Tunisie : Le Comité pour la Justice (Committee for Justice – CFJ) exprime sa profonde préoccupation face aux développements sanitaires alarmants concernant le prisonnier politique, médecin et professeur universitaire à la Faculté de Médecine de Tunis, le Dr Mondher Ounissi, détenu à la prison civile d’Oudhna. Ce dernier a totalement perdu l’usage de la parole depuis environ trois semaines, dans des conditions de privation d’examens médicaux et d’interdiction arbitraire de communiquer par écrit avec sa famille. Le CFJ confirme que ces pratiques constituent un traitement cruel, inhumain et dégradant, mettant directement en danger son intégrité physique et psychologique.
Historique des violations et privation de soins médicaux : Les faits documentés indiquent que le Dr Mondher Ounissi, détenu depuis 2023, a subi une série de violations graves, notamment une agression physique violente en septembre 2025 par un agent pénitentiaire au sein de l’infirmerie de la prison de Mornaguia, après avoir contesté les conditions de transport des détenus.
Dans une dégradation récente et grave, sa famille a rapporté qu’il a subi une perte soudaine et totale de la parole depuis plusieurs semaines, sans que l’administration pénitentiaire ne le défère devant des médecins spécialistes pour diagnostiquer cette affection. Outre le déni de soins, la direction de la prison lui impose une interdiction stricte d’utiliser du papier et un stylo pour communiquer avec ses proches lors des visites, le plongeant dans un isolement communicatif l’empêchant d’exprimer son état de santé.

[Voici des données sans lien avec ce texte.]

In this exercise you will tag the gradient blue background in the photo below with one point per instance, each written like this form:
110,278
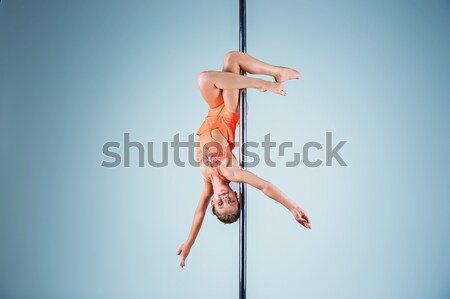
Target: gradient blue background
77,74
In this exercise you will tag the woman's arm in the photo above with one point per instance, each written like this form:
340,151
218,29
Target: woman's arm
235,173
199,215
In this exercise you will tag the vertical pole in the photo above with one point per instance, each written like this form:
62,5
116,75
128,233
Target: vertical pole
242,163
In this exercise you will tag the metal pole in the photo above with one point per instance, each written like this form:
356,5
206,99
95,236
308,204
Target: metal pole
242,163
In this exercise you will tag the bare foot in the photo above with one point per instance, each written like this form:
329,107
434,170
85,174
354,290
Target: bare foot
285,74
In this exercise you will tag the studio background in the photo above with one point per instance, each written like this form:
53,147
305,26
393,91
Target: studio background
77,74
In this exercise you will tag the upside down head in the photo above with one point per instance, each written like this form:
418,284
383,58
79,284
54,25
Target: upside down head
225,204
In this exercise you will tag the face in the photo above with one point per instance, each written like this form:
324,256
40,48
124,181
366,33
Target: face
225,201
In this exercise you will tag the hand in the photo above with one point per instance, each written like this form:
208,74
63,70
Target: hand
272,86
184,251
301,217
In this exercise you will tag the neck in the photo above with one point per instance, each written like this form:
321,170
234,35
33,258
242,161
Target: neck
218,181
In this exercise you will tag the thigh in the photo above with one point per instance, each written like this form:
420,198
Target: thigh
210,93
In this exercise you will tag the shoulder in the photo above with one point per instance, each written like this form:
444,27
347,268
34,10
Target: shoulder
230,168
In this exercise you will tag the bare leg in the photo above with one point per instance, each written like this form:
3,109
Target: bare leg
255,66
231,96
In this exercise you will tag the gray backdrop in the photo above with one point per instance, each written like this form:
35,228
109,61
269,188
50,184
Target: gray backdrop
77,74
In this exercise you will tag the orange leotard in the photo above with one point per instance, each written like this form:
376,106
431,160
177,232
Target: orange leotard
209,150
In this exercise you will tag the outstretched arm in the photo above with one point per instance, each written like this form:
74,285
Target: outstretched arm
237,174
199,215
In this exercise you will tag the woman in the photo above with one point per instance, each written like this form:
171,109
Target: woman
217,163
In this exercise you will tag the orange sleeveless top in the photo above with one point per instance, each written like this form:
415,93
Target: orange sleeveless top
209,151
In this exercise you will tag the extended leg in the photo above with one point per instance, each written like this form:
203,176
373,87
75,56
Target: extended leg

Qualification et fondement juridique des violations : Le Comité pour la Justice (CFJ) soutient que le refus de fournir les soins médicaux requis et la privation des moyens de communication écrits constituent une violation manifeste des obligations constitutionnelles et internationales de la Tunisie :
- Violation du droit à la santé et à l’intégrité physique : L’inaction de l’administration pénitentiaire face à une urgence médicale contrevient à l’article 43 de la Constitution tunisienne de 2022, à l’article 17 de la loi n° 2001-52 relative au régime pénitentiaire, ainsi qu’à l’article 12 du Pacte international relatif aux droits économiques, sociaux et culturels.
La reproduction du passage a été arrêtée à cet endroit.